Keuntungan lain dari metode ini adalah sifat morfologi unik yang dimilikinya. Hal ini menghasilkan perancah 3D yang sangat berpori yang dapat disesuaikan dengan berbagai bahan dan aplikasi.
Beralih ke sektor medis dan daging kultur
Berkat halospinning, perusahaan rintisan itu bergerak menuju kecocokan produk-pasar pertama dengan beberapa perusahaan internasional.
Tetapi meskipun ada minat, perusahaan tidak pernah sampai pada tahap di mana benar-benar dapat menjual produknya.
“Pandemi COVID pada tahun 2020 menjadi awal perubahan bagi kami,” katanya. Saat itulah Gelatex mulai menggunakan teknologinya untuk memproduksi secara massal bahan penyaring nanofiber untuk masker wajah.
Proses ini memungkinkan para pendiri untuk menyadari potensi penuh nanofiber dan mengidentifikasi kebutuhan untuk produksi berskala besar dalam kultur sel.
Sejak tahun yang sama, Gelatex meninggalkan industri tekstil dan beralih memproduksi bahan berserat nano untuk daging kultur serta kultur sel 3D dan rekayasa jaringan untuk sektor medis dan farmasi.

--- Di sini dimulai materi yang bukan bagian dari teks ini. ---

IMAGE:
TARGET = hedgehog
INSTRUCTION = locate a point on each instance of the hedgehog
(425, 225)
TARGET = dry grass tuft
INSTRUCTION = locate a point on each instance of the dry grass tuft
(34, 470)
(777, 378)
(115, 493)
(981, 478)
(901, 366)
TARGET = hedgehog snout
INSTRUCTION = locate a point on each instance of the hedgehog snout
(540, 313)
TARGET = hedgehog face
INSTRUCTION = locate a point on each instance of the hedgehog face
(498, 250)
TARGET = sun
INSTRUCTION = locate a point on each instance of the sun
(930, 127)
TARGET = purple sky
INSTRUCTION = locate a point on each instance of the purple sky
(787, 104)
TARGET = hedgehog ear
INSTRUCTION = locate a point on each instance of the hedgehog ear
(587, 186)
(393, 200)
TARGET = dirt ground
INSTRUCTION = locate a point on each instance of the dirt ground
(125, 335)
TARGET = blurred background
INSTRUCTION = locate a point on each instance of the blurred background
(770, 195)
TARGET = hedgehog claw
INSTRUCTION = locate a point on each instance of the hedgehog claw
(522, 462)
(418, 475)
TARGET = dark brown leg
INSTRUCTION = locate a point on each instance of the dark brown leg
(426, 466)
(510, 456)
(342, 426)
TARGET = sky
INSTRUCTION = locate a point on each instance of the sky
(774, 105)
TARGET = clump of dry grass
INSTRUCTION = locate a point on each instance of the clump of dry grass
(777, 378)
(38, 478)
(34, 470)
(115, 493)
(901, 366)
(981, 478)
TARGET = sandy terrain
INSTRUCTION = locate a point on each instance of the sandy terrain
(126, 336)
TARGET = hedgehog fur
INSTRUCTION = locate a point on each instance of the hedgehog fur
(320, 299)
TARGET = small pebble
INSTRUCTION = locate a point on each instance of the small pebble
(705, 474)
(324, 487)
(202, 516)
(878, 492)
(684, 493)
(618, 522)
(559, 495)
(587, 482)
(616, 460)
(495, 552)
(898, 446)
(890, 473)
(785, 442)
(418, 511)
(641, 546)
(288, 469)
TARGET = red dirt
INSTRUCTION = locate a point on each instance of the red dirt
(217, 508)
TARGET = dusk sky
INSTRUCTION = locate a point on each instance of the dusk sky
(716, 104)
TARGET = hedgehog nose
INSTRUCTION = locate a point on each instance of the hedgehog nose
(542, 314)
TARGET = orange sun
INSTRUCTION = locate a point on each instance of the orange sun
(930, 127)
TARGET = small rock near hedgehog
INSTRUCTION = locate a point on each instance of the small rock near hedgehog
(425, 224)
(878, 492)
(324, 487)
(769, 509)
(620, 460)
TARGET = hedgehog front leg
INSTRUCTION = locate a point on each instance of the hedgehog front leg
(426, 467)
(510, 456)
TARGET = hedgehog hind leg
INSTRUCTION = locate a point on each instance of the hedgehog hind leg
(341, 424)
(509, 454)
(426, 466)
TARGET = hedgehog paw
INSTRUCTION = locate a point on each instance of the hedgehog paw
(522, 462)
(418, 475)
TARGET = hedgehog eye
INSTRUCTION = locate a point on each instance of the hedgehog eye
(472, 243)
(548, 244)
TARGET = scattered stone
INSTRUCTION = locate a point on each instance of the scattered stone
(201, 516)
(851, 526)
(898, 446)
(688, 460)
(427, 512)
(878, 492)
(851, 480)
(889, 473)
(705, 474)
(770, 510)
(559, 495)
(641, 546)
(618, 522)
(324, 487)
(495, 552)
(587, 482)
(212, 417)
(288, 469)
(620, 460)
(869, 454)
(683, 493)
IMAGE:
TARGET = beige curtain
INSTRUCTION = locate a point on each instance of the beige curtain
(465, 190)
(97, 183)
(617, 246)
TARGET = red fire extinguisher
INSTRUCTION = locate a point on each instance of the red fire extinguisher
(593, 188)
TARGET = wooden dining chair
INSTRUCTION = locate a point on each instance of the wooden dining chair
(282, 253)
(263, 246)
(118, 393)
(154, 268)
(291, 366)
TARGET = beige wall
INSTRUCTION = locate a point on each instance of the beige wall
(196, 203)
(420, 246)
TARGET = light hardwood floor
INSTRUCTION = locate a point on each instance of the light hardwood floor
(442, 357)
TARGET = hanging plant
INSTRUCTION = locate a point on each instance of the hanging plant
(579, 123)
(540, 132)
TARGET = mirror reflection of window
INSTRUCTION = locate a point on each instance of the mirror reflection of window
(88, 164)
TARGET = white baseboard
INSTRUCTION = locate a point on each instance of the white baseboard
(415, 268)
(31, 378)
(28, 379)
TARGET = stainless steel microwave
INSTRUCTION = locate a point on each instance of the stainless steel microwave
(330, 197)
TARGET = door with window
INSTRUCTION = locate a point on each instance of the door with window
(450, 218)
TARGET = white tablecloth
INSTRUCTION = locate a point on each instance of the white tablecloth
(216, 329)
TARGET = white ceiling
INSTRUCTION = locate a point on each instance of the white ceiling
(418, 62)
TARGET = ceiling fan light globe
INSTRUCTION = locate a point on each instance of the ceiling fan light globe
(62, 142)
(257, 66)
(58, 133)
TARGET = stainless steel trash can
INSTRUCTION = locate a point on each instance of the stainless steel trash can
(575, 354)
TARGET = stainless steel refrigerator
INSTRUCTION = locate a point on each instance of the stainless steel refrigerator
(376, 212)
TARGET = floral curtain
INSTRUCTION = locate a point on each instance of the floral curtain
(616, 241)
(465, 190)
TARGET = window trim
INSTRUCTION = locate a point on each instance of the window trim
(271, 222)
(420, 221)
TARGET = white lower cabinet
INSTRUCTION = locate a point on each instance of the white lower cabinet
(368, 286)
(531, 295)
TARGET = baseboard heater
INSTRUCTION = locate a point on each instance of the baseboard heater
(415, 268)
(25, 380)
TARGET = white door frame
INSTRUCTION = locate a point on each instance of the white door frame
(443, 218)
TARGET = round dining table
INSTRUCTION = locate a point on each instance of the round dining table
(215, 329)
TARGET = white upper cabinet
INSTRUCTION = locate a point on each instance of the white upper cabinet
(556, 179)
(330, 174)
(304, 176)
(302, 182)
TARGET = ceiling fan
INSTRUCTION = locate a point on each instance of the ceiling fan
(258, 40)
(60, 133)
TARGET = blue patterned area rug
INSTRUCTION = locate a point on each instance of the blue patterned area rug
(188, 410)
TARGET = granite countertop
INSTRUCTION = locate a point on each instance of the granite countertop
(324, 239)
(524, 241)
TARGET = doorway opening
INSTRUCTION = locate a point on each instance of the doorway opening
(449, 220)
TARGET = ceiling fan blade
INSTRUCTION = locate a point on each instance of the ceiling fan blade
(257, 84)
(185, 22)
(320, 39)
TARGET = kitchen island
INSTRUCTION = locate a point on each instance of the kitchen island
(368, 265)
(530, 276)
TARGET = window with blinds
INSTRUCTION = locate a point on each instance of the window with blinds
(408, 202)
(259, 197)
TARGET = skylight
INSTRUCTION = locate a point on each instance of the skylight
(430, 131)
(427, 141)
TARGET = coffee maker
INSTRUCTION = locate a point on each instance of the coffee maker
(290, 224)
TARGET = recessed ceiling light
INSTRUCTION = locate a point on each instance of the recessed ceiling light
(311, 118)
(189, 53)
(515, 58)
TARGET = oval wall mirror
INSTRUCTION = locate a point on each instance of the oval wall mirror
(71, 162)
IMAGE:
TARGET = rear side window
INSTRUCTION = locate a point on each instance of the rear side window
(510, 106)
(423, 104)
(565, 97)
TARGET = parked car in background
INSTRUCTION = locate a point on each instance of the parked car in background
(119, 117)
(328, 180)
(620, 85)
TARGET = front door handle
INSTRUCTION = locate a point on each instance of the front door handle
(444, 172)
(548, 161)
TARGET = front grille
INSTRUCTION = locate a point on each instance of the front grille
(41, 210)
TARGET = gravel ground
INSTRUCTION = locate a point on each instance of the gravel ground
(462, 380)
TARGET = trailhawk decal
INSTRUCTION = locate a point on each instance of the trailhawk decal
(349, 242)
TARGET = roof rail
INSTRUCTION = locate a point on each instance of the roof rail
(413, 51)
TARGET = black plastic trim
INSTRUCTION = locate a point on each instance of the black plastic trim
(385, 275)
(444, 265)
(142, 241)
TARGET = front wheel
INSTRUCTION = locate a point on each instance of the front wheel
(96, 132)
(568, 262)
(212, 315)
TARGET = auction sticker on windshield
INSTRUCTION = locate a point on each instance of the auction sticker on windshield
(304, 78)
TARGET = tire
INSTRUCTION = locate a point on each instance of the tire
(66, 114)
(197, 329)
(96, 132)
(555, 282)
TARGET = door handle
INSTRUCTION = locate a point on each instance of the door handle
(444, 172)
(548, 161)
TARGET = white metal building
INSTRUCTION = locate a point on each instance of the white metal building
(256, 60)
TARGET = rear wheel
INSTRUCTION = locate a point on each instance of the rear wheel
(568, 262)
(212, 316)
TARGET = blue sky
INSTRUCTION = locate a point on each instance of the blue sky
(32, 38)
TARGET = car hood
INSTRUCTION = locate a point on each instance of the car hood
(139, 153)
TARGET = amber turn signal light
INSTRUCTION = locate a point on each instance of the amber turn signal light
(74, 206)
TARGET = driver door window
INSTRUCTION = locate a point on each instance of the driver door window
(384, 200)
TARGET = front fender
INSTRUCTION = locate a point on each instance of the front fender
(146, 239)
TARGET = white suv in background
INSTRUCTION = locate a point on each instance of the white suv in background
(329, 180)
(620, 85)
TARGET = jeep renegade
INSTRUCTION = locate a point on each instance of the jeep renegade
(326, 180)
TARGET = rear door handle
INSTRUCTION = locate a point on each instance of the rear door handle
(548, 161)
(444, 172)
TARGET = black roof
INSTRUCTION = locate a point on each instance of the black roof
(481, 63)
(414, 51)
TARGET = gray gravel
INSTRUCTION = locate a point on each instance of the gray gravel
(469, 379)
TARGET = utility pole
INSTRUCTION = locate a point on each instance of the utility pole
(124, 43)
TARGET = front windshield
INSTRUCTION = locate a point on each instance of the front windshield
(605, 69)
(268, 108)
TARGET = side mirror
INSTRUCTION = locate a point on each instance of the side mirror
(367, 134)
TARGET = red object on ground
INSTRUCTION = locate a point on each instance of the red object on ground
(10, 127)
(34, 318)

“Dalam jangka panjang, pasar terbesar bagi kami adalah produksi daging olahan,” kata Meigo Fonsenca. Namun, mengingat tantangan regulasi di sektor ini dan investasi besar yang dibutuhkan perusahaan semacam itu untuk berkembang, dalam lima tahun ke depan, Gelatex akan berfokus pada sektor medis.
Aplikasinya berkisar dari penelitian sel punca dan studi toksikologi hingga penemuan obat dalam model jaringan 3D.
Menurut Meigo Fonseca, perjalanan dari sains menuju kewirausahaan bukanlah perjalanan yang mudah. Salah satu saran yang ia berikan kepada tim pendiri adalah agar para anggotanya saling melengkapi, menggabungkan latar belakang sains dan bisnis.